Running once a week (I hate running).
Do you think this is too little?

And eating: every day veggies and fruit. NO MORE SODA. 

Sounds good or too little effort?

TIA


----------



## JULIA (Jul 31, 2006)

There's no such thing as too little effort in this case. You've aknowledged that there's a change to be made in your lifestyle and that's the first step to turning your life around! I'd suggest walking at first and then gradually working towards running otherwise you'd be stressing your body out, especially since you've never worked out before. If you're still unsure, you should check out fitness magazines, they always have great tips about nutrition and working out. I live by 'em. I hope that helps. Good luck, keep us updated. =]


----------



## odd_duck71 (Jul 31, 2006)

I'd say start with what you really believe that you will do.  I've started too big in the past and crashed and burned every time.  For example, my husband and I joined a gym in January.  For about three and a half months we were there nearly every weekday after work.  We got totally sick of having no time for anything else and "took a break."  I've just started back last month, and he's still not going.  I think we would have been much better off saying, "Hey let's try to go 2 or 3 times a week," and leaving ourselves time for all the other stuff we were accustomed to doing in the evenings.


----------



## Wattage (Jul 31, 2006)

You know, I think it's actually too much. Seriously. You are heading for burnout by placing all these expectations on yourself. Set one goal a week and achieve it. Example, this week, stop with the cola. You are going to go through mood swings as you withdraw from the caffeine and  unlearn this habit. Believe it or not, just reaching for a cola in itself is a habit.

Second, maybe try drinking more water. And a walk around the block, just for now. If you have never exercised, starting with running and all these other things is going to be very hard on your body. Even when we do bad things to our bodies, they adjust. Quitting cold turkey places your body under a lot of stress - even though it's good for you.

Whenever I have clients that start out in your position, I rarely focus on exercise. I focus on diet. In order for your body to do this things you ask of it physically, it must have the right fuel. Give yourself time. Learn about nutrition. Make the changes for life - for your health. Slow and steady wins the race, trust me on this one.


----------



## Joke (Aug 1, 2006)

Hey girls, thanks for all the support!
Now I'm not feeling bad anymore I take this one step at the time 
	

	
	
		
		

		
		
	


	




.
I've eaten vegetables this afternoon!

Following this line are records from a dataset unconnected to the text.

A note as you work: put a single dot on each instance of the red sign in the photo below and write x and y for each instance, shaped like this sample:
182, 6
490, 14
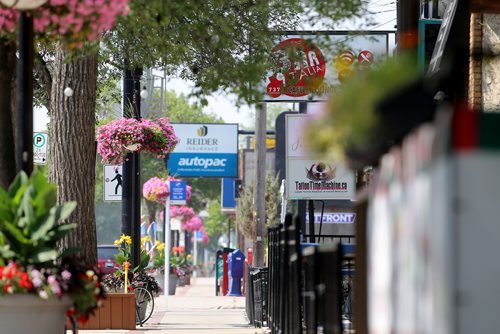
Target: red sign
301, 68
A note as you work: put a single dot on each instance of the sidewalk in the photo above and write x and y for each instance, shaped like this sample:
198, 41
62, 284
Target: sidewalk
194, 309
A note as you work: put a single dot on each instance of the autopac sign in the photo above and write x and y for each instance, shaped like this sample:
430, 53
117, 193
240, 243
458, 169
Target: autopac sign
207, 150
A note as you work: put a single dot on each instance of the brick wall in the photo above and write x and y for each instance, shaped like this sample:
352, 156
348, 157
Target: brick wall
475, 61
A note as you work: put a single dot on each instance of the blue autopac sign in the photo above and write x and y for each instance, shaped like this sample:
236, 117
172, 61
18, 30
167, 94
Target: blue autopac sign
178, 192
206, 150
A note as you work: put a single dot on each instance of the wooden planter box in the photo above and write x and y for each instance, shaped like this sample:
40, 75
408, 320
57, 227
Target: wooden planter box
117, 312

And didn't drink cola all day! But it's just the beginning. Now I've got to stick to it.

You're the best!
xxx


----------



## Joke (Feb 10, 2007)

Here's un update:
I don't drink regular Cola anymore. I don't miss it. Sometimes I'll drink Cola Light Lemon, but I drink lots of water compared to what I used to.
I'm doing good with the veggies and the fruit and don't go to McDo anymore. 
Haven't lost weight tho.
The exercise part is not working out. I always have excuses: it's too cold, it rains, I'm tired, whatever ... I just can't stick to a routine. I did some running, I did some swimming, but I basically hate it. I do walk (every day 30 minutes to go to work and back to home). But I feel that will not be enough to loose weight.
Any tips? 
TIA


----------



## xbeatofangelx (Feb 10, 2007)

wheee walking is SO beneficial - I think I lost 15 pounds my first semester of college because I had to walk a couple miles per day. You can try speeding up your walk (powerwalking), which is really supposed to be just as effective as running. Try eating small meals throughout the day, and cold water helps curb hunger. When i'm at work, I basically eat something every two hours - Just an apple, or some yogurt, or something else low-cal, and it keeps me going throughout the day 
	

	
	
		
		

		
		
	


	




Also, try not to focus so much on your weight - focus more on inches, and how your clothes fit you. Remember that muscle weighs more than fat (Almost double I think), and that it takes up less space as well. So theoretically, you could be shrinking but not losing weight!

Hope that helps, and good luck! =]


----------